Veterinary social work can have a profound impact that is sometimes overlooked. Some may not even know what services a veterinary social worker can provide. This article titled "Veterinary Social Workers Benefit More Than Your Clients" by Amanda Carrozza features Sandra Brackenridge, LCSW. Sandra is a veterinary social worker, consultant, and presenter at the annual Veterinary Social Work Intensive. This article highlights the many areas a veterinary social worker may benefit in a veterinary hospital setting.

“Veterinary social work is a solution to many of the issues that may be leading to somebody feeling isolated or alone in the stressful environment that they’re working in,” said Sandra. “It’s a way of decompressing from many of the stressful situations that really stick with people and contribute to them beating themselves up. I don’t think veterinarians or team members should have to be their own therapist or be their own social worker.
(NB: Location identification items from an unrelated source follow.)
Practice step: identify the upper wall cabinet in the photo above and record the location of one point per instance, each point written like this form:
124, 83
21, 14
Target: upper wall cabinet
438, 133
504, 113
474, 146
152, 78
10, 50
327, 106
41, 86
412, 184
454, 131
I think social workers can help, direct, give resources, offer guidance and streamline the process to better health for all veterinary professionals.” The article then breaks down into specific categories including staff interactions with clients, wellness assessment, conflict resolution, crisis counseling, debriefing, and postventions.  

The four pillars of veterinary social work are animal related grief and bereavement, compassion fatigue and conflict management, the link between human and animal violence, and animal assisted interventions. To learn more about the four pillars of veterinary social work, join us at the 5th International Veterinary Social Work Summit, October 4-6th, or browse our website for other education opportunities.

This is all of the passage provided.